In terms of product and technology paths, Chinese car companies should adhere to a multi-technology approach in parallel to meet the diverse global demands for energy conservation and emission reduction. Europe has a strong demand for pure electric vehicles, and policies are more inclined toward zero-emission models. Southeast Asia and South America are more suitable for plug-in hybrids and hybrid models to accommodate the reality of imperfect infrastructure. In some countries with different resources, hydrogen energy, methanol, and others may also have certain potential.
The move towards high-end markets is a challenge that Chinese automotive companies must address in the next phase of globalization. Although some Chinese car manufacturers have recently attempted to break into the high-end market, the overall focus remains on mid to low-end products, with brand premium capabilities needing improvement. Comparing the profitability per vehicle in the first quarter of 2025, BYD's net profit per vehicle is about 10,000 yuan, which is among the top levels for Chinese car companies, but lower than Hyundai's 17,000 yuan, and also not as high as Toyota, General Motors, and others.
Moreover, high-end development not only requires raising product prices but also necessitates the construction of a comprehensive brand value system to form a dual advantage of "technology and brand," thereby achieving a higher position in the global market.

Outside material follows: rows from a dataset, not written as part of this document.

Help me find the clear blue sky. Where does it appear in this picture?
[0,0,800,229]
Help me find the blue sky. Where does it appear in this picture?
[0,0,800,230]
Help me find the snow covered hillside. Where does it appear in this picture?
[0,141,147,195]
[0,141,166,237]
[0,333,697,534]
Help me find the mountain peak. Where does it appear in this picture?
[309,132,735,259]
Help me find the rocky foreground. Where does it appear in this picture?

Image source: Great Wall Motors
In the new phase of going global, localization will be one of the key factors determining success or failure. During the 14th Five-Year Plan period, the establishment of factories and channel layout have already laid a certain foundation, but in the 15th Five-Year Plan stage, this layout needs to be further deepened. It should not only include the localization of the production process but also the full localization of R&D, supply chains, and service networks.
Based on various sources, by establishing research and development centers in target markets, Chinese car companies can more quickly adapt to local regulations and consumer demands. Collaborating with local parts companies can enhance the resilience of the supply chain. Comprehensive after-sales services can increase long-term trust in the brand among users. "Local R&D + local manufacturing + local service" can help Chinese car companies shed their "foreign brand" identity and become as integrated as possible into the local industry.

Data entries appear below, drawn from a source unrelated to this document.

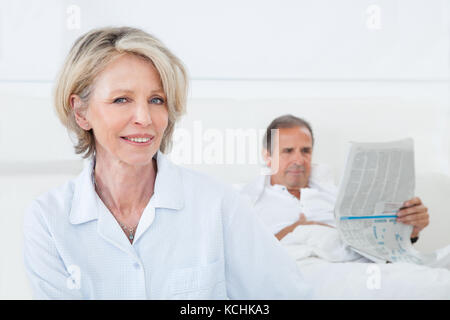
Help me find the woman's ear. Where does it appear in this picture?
[70,94,92,131]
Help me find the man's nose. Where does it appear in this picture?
[294,152,305,165]
[134,101,152,126]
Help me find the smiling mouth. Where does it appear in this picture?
[120,137,154,145]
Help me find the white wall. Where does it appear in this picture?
[0,0,450,299]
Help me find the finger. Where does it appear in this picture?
[397,204,428,217]
[399,218,430,229]
[397,213,430,222]
[403,197,422,207]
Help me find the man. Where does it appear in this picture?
[243,115,429,243]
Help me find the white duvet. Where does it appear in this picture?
[281,225,450,299]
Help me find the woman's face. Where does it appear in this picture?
[77,54,168,165]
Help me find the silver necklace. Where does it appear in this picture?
[116,218,137,242]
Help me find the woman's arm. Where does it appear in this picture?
[23,201,83,299]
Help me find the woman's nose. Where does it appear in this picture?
[134,101,152,126]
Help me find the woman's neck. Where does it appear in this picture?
[94,154,157,225]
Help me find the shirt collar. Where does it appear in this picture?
[69,151,184,224]
[245,164,331,204]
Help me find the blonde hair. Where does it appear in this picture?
[54,27,188,158]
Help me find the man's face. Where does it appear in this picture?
[266,127,312,189]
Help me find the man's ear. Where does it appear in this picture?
[70,94,92,131]
[262,148,272,168]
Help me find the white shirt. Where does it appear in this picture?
[242,165,337,234]
[24,152,310,299]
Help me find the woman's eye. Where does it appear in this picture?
[150,97,164,104]
[114,98,127,103]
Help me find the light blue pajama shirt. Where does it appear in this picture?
[24,152,311,299]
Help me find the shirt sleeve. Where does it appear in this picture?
[23,201,82,300]
[223,189,312,300]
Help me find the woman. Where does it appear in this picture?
[24,27,310,299]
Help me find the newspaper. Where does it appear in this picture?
[334,138,436,265]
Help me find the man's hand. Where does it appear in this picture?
[397,197,430,238]
[275,213,334,240]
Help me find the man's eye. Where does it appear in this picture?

In order to enhance their influence in the global automotive market, Chinese car companies should also participate in the formulation of global rules. Whether it's carbon emission standards, regulations for intelligent connected vehicles, or norms for cross-border data flow and certification, future competition will unfold not only at the market level but also at the institutional level.

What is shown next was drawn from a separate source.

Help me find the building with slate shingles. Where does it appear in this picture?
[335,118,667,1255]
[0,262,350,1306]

Some experts believe that the government's role is indispensable in this process. On one hand, it can strengthen research on the internationalization of the automotive industry, accurately respond to changes in the international environment, and improve mechanisms for dealing with foreign-related intellectual property disputes, providing legal support and guidance to enterprises. On the other hand, it can promote the equivalence and mutual recognition of Chinese and international standards, and optimize the layout of international cooperation.
Overall, as we enter the 15th Five-Year Plan, Chinese car companies need to take a more stable approach to globalization. Finally, we return to the initial question: in the next five years, should the globalization of Chinese car companies accelerate or slow down? The answer may not be a simple binary choice. A more reasonable option is "rational acceleration"—neither blindly pursuing quantitative growth nor halting progress due to external uncertainties, but rather achieving genuine breakthroughs in quality, brand, and regulatory aspects.